René Saul and Fernando Sandoval, co-founders at Kapital, on the fintech opportunity in LatAm

Interview
This business is not about lending, it's about collecting.
Analyzed 5 sources

Kapital is building a cash flow control system that happens to include credit, not a credit product that hopes repayment works out. The key advantage is seeing who paid, who still owes money, what invoices are due, and how fast cash actually turns, then using that live operating picture to decide limits, collect faster, and cross sell cards, payables, treasury, and working capital with less guesswork.

  • Kapital starts with the business dashboard. It pulls in e invoices, receivables, payables, sales, and expenses, then charges a monthly fee for that operating view. Lending sits on top of that data, which makes underwriting closer to reading the companys cash register than reviewing stale financial statements.
  • This is why management talks about collection before lending.
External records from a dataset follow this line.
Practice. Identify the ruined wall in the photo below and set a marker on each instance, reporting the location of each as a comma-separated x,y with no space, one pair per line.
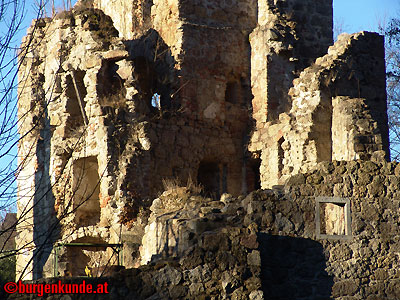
332,104
106,145
116,99
269,243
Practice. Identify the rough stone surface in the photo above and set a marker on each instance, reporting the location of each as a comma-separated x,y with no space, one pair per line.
127,107
215,260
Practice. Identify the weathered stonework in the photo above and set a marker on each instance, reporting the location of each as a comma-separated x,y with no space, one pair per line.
116,99
264,245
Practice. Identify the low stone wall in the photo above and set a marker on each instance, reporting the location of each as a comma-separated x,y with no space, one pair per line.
268,245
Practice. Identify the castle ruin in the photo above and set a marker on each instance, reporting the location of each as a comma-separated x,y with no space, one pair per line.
116,97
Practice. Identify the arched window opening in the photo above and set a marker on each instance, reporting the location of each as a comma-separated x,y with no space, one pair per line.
86,188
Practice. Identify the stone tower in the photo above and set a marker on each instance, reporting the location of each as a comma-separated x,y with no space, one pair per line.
117,96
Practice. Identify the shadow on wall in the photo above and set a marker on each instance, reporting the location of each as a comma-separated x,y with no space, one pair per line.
293,268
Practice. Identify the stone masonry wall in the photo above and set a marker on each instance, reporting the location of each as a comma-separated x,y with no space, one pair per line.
117,99
312,131
267,245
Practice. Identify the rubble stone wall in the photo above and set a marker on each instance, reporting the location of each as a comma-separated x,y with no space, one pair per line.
267,245
117,99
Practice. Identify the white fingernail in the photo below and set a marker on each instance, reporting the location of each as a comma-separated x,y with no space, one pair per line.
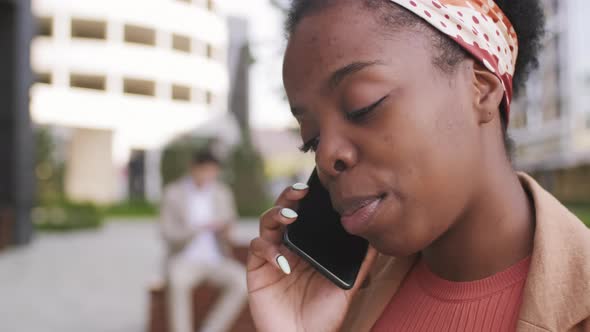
288,213
299,186
284,264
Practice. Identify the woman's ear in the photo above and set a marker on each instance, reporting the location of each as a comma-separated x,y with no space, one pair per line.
488,93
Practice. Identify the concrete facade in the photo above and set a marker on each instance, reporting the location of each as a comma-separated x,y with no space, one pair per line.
125,76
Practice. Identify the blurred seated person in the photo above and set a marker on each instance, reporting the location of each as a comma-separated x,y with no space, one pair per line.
196,214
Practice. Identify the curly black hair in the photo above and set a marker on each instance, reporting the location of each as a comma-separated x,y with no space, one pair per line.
527,17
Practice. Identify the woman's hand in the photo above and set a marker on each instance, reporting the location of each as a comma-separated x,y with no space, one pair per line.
285,292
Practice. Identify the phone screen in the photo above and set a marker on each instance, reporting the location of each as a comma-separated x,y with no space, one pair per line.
318,237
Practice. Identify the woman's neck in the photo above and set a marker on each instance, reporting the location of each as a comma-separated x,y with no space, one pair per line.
494,232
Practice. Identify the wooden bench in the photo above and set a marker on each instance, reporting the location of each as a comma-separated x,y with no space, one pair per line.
204,296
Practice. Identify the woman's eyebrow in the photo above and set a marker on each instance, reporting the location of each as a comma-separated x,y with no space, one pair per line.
339,75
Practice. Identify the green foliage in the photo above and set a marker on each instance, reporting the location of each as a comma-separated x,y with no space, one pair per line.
49,172
131,209
66,216
246,177
54,212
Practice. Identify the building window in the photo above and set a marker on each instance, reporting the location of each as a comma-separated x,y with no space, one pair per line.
209,98
139,87
181,43
199,47
85,81
210,51
44,78
45,26
140,35
180,92
89,29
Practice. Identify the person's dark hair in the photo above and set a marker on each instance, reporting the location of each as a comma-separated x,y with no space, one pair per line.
526,16
204,157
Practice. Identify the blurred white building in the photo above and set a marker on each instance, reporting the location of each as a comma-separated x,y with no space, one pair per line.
551,123
125,76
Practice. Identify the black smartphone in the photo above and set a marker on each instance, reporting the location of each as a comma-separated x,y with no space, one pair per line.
318,237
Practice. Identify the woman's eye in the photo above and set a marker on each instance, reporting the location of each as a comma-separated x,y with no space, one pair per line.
361,113
310,145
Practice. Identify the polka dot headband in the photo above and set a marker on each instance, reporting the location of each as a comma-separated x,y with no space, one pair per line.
480,27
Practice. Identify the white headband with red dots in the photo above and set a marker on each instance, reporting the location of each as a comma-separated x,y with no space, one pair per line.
480,27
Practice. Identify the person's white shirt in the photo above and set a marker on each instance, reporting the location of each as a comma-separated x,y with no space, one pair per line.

In LatAm SMB finance, the real risk is not whether a customer wants credit, but whether cash arrives on time when big buyers stretch payment terms from 90 to 120 or 150 days. Kapitals products are built to close that gap and get paid back from observed business flow.
  • The contrast with U.S. players like Brex and Ramp is concrete. Those products center on card spend and expense controls, while Kapital tries to own both sides of the ledger, money out and money in. Comparable LatAm players like CloudWalk also use payment data to improve underwriting, showing how transaction visibility becomes the core moat.

The next phase is deeper automation of the finance loop. As Kapital adds AI reporting, payment automation, treasury, and supplier financing on top of bank account visibility, the winner in LatAm SMB fintech will look less like a card issuer and more like the system that sees cash earliest, moves it fastest, and collects it most reliably.